A neural Chinese NLP pipeline that won't mangle your text
CKIP's tagger segments, tags, and recognizes entities in Chinese while preserving every character you feed it.

What it does
CkipTagger runs word segmentation, part-of-speech tagging, and named entity recognition on Chinese text. It’s a Python library from Taiwan’s Academia Sinica that you install via pip, download 2GB of model files, and invoke as WS, POS, and NER objects. The pipeline handles Traditional Chinese and claims to support indefinitely long sentences without auto-deleting or changing characters.
The interesting bit The project is explicitly conservative: it promises not to “auto delete/change/add characters,” which is a subtler brag than it sounds. Chinese segmentation tools often normalize or strip punctuation silently; this one treats your input as immutable.
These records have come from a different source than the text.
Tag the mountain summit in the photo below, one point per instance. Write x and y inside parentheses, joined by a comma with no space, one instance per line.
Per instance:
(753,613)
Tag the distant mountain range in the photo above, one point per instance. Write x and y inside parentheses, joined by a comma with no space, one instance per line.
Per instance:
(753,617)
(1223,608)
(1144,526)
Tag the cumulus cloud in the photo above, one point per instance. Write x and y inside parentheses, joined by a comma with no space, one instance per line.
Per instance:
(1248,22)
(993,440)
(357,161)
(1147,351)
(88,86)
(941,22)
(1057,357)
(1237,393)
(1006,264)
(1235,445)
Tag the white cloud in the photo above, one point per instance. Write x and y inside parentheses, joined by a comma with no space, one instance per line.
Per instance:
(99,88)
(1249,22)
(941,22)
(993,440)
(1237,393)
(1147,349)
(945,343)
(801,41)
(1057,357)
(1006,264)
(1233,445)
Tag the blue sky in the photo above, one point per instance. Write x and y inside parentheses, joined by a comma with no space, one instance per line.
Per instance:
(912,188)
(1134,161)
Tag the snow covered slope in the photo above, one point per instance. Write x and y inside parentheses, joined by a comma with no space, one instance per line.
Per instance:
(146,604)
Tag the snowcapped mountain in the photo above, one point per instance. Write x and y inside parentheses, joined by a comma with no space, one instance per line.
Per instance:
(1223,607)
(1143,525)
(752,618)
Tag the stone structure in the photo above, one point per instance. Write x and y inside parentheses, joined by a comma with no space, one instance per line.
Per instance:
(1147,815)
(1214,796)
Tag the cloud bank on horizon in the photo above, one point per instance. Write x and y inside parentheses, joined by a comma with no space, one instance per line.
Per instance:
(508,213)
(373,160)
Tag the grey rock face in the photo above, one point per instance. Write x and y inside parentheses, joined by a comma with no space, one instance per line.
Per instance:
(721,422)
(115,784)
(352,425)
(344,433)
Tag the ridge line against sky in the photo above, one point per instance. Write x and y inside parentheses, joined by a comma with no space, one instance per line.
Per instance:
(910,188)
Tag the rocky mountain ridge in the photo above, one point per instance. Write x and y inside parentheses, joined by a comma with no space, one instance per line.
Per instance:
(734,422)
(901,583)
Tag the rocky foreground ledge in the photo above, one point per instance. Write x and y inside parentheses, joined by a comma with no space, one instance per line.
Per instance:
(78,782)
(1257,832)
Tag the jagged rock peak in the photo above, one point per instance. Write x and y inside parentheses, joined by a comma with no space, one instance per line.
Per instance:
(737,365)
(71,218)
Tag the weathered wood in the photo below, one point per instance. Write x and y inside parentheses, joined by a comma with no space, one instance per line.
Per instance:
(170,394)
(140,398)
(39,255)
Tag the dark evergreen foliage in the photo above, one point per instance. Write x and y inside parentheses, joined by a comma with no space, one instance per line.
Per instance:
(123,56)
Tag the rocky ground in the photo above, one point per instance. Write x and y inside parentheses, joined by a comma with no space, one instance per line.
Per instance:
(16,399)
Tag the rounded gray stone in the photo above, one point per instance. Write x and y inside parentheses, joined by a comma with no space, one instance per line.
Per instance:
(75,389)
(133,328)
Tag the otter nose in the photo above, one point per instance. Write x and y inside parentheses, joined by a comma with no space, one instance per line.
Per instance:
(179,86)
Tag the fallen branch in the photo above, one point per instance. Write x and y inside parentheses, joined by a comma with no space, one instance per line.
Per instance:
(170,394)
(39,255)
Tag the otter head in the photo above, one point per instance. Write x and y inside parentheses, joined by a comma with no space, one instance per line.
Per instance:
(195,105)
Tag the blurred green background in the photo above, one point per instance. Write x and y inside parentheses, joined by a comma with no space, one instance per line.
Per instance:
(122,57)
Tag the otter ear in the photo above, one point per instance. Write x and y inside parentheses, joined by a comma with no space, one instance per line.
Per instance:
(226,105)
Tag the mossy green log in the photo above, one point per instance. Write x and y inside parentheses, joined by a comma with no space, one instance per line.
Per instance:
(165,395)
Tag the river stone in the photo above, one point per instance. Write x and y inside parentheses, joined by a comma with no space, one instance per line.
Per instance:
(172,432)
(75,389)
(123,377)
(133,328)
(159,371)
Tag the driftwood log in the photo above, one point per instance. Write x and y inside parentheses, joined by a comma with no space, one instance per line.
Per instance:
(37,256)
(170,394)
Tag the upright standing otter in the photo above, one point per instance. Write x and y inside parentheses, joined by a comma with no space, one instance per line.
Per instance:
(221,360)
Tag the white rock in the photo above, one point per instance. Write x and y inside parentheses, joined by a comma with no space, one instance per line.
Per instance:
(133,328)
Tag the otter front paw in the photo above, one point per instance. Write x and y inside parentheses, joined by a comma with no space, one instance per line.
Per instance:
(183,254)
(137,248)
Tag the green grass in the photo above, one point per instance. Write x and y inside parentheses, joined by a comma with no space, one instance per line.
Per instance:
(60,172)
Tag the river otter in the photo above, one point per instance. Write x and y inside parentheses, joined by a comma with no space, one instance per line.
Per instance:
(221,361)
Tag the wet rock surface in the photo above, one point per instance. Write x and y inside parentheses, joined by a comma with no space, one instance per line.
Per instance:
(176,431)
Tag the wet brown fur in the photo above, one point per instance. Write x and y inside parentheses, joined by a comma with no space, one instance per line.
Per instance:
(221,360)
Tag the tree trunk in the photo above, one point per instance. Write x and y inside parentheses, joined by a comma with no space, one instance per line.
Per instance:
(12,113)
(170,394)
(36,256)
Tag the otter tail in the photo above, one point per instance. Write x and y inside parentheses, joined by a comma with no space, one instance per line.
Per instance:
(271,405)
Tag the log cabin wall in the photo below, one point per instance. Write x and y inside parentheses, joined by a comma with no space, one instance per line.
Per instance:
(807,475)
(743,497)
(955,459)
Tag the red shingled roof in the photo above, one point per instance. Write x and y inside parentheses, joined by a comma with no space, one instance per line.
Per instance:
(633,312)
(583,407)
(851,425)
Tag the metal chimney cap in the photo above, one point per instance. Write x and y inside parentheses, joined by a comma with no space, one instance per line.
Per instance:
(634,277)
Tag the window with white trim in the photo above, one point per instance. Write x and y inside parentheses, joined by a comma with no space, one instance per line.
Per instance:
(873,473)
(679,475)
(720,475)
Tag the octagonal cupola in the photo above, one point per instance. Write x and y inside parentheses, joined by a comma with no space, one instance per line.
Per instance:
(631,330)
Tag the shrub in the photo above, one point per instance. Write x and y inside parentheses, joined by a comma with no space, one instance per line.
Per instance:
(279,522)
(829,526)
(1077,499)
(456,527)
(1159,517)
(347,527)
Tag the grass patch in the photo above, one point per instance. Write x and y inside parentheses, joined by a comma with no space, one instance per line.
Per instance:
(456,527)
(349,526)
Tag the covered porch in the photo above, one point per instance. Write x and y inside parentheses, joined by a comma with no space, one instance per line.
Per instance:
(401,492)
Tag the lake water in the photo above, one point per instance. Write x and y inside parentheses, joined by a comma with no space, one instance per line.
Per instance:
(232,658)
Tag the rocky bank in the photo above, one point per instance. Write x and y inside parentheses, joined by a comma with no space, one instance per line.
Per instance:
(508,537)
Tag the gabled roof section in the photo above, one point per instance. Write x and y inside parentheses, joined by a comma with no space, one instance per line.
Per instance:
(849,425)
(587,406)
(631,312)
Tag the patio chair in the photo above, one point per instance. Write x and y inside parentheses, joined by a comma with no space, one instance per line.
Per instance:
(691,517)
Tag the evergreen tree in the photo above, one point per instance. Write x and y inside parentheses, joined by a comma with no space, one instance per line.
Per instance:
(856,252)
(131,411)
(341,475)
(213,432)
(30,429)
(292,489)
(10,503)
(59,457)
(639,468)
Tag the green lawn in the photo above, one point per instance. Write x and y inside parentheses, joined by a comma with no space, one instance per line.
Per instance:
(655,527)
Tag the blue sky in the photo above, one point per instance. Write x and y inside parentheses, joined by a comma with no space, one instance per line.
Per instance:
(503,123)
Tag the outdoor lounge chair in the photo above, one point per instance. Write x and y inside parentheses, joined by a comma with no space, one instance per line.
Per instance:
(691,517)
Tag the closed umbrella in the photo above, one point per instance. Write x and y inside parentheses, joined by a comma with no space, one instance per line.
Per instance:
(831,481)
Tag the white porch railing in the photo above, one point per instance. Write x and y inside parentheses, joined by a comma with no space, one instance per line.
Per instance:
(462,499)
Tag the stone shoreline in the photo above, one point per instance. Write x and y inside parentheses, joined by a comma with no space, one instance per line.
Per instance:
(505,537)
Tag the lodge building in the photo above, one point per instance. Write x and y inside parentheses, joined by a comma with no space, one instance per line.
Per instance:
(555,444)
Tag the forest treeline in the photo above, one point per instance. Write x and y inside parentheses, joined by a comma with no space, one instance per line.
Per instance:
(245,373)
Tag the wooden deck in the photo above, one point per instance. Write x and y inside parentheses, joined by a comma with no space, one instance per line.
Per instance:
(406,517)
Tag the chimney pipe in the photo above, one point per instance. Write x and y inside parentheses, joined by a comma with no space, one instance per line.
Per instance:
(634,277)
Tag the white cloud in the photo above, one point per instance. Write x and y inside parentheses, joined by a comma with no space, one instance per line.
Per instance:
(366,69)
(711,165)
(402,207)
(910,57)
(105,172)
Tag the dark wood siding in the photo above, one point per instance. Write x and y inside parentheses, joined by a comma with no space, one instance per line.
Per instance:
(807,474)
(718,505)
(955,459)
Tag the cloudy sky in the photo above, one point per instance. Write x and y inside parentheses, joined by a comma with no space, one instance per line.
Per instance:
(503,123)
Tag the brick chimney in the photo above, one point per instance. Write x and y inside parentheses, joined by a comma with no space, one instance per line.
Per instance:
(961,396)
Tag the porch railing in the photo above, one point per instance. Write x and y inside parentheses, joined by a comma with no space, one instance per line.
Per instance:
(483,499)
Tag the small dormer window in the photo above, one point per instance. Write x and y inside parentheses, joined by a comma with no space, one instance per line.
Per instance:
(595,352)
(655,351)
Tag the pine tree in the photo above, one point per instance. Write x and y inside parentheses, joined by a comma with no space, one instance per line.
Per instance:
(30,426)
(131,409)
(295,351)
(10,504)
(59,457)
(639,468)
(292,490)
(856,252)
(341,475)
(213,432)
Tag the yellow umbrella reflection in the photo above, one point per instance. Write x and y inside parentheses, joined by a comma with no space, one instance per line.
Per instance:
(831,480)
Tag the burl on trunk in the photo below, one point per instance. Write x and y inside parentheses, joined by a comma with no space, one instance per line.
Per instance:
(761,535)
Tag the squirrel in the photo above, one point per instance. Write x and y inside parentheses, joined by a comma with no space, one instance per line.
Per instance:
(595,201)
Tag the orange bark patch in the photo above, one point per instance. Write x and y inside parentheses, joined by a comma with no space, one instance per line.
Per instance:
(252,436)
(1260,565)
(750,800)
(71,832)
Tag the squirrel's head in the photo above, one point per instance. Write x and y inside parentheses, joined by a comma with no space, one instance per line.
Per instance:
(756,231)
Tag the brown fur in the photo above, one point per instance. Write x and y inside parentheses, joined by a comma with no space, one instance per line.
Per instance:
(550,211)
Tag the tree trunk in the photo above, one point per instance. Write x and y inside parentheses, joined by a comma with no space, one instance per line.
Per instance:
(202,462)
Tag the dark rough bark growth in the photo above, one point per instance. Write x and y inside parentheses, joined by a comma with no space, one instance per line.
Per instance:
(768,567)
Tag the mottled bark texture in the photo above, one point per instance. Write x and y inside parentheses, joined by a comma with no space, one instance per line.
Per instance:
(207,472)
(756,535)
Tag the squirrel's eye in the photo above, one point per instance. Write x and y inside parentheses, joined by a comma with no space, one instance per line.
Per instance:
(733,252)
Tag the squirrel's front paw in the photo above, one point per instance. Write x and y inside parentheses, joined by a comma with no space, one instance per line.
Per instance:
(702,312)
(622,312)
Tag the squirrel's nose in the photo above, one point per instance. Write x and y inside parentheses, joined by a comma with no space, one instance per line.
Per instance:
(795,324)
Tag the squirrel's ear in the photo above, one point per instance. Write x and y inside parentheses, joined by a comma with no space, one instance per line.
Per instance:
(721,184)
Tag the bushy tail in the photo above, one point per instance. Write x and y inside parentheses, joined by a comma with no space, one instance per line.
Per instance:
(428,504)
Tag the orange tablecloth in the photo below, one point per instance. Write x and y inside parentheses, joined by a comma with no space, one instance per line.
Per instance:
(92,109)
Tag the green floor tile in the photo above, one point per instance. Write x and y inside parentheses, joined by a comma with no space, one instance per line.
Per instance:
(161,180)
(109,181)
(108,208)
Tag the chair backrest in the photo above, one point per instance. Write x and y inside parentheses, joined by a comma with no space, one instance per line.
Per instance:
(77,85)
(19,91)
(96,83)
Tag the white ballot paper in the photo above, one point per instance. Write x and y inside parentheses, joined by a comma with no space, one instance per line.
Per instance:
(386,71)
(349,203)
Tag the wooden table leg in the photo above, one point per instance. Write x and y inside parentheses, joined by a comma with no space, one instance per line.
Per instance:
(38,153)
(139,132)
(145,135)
It also lets you nudge the segmenter with weighted word lists — a “recommend” dictionary and a stricter “coerce” dictionary — rather than forcing you to accept its neural network’s best guess.
Key highlights
- F1 of 97.33% on ASBC 4.0 word segmentation, beating the classic CKIPWS (95.91%) and Jieba-zh_TW (89.80%)
- POS accuracy of 94.59% on the same corpus
- GPU support via TensorFlow/CUDA, CPU fallback works out of the box
- User-defined dictionaries with per-word weights for segmentation hints
- Published model architecture: BiLSTM with attention, from an AAAI 2020 paper
Caveats
- Requires ~2GB model download from Google Drive or an IIS mirror; no clear versioning of model files
- Backend is tf-keras on TensorFlow, so you’re inheriting that dependency stack
- GPL-3.0 license, which may complicate commercial use if you distribute derivatives
Verdict Worth a look if you need accurate Traditional Chinese NLP and care about text fidelity — the no-mutation guarantee matters for downstream tasks. Skip if you wanted something lightweight or permissively licensed; this is a research-grade tool with research-grade baggage.